GELENEK, ATEŞİ CANLI TUTMAKTIR
- Gündeme getirdiğiniz Anadolu'nun hakkını araması konusunu biraz açabilir miyiz?
- Türkiye'de dindarlık hep iki şeyle özdeşleştirildi yıllardır: Yoksulluk ve cehalet. Bu iki sıfat dindarlığın makus talihi olarak görüldü. Aslında yanlış bir modernlik algısıydı bu. Mesela dindar futbolcu olamazdınız, dindar siyasetçi olamazdınız, dindar üniversite hocası olamazdınız, dindar subay hiç olamazdınız. 'Kamusal alan' safsatası bunun için icat edilmişti. Şimdi bu makus talih yenildi; tabiri caizse Anadolu uyandı ve çevreden merkeze yerleşti. Merkezdeki elitlerle Anadolu arasında bir sınıf mücadelesi yaşandı. Şehirleşme veya iç göçlerle merkezdeki yapı ve görüntü değişti. Modernliği, çağdaşlığı kendi tekellerinde görenlerin alışık olmadığı bir durumdu bu. Karşılarında çağdaşlıkla muhafazakarlığı, modernlikle dindarlığı buluşturan yeni bir sınıf vardı. Bu sebeple bu yeni sınıfı kabullenemediler. Cipe binen başörtülüyü, keman çalan türbanlıyı kabullenemediler.

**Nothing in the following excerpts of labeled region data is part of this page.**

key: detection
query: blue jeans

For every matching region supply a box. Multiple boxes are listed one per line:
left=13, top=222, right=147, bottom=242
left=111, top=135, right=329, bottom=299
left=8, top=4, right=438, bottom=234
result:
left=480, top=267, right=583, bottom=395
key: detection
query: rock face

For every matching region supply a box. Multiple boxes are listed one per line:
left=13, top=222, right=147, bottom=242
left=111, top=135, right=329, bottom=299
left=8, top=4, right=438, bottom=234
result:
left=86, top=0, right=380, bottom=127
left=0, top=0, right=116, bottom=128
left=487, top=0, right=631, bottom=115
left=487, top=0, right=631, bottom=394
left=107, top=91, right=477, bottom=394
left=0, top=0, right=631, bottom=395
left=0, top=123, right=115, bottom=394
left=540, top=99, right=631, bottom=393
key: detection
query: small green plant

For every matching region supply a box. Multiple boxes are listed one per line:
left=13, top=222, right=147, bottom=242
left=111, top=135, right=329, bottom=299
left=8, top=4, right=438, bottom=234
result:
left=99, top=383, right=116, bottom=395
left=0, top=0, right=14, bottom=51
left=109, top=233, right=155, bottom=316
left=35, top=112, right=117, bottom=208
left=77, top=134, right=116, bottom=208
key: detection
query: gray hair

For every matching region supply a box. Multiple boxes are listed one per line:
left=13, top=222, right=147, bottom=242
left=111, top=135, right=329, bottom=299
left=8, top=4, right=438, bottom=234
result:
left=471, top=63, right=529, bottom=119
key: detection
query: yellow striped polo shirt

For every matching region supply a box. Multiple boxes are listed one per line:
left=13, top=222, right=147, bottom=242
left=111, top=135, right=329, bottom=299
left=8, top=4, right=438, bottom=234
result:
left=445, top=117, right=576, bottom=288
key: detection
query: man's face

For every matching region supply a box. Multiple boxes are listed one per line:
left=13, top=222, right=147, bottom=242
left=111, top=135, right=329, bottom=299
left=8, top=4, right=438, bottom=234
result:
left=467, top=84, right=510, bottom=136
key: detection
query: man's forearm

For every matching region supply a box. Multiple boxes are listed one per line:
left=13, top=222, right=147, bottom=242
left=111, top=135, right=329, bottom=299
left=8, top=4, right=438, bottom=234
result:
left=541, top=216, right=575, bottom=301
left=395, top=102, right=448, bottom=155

- Modernlik filan derken aklıma fakültenizin web sayfasında yayınladığınız bir mesaj geldi. O mesajda gelenekten söz ediyorsunuz 'Biz geleneğiz, dinin sadece kitaplarda değil, hayatta olması gerektiğine inanıyoruz,' diyor ilahiyatçılara da böyle bir misyon biçiyorsunuz.
- Hayattan kopuk bir ilahiyatın anlamı yok. 'Dinli hayat, hayatlı din' ilahiyat eğitiminin hedefi olmalı. İlahiyatçı hayatın içinde olmalı. Mahalle camisinden bîhaber olmamalı. Öğrencilerime sürekli hatırlattığım bir sözüm var: 'Siyasetçi için halk ne ise, ilahiyatçı için cemaat odur.' Biz ilahiyatçılar işin gönül tarafını biraz öteledik, örseledik. Böyle olunca da halkın gerisinde kaldık. Geçen ay ailecek umreye gittik. Bizim kapıya her pazar süt getiren amcaya umreye gideceğimizi, haftaya süt getirmemesini söyledik. 'Benden selam götürün,' dedi ve gözleri yaşla doldu. Bu duyguyu kıskandım. Ben aynı duygu yoğunluğunu yaşayamıyorum. Hiçbir ilahiyatçı arkadaşım da beni umreye bizim sütçü gibi uğurlamadı.
- İlahiyatçıların gelenekle bir problemi mi var?
- Biz ilahiyatçılar geleneği küçük gördük yıllardır. Mevlidi küçümsedik mesela. Şimdi ilahiyattaki öğrencilerimizin yüzde 1'i bile okuyamaz mevlidi. Kendi ellerimizle Mevlit geleneğini yok ettik. İnsanları dinle buluşturan bir mekanizmanın elimizden kayıp gitmesine katkıda bulunduk. Oysa ömürlerinde en az beş kez dinle buluşuyordu insanlar mevlit sayesinde. Düğünde, sünnette, doğumda, ölümde, asker gönderirken mevlit okuturdu insanlar. Şimdi bu geleneğin yerine koyacak bir şey bulamadık. Geleneği külleri savurmak zannettik. Külleri savurmasak da olur, dedik. Ama geleneğin sadece külleri savurmak değil, aynı zamanda ateşi canlı tutmak olduğunu bu yüzden idrak edemedik.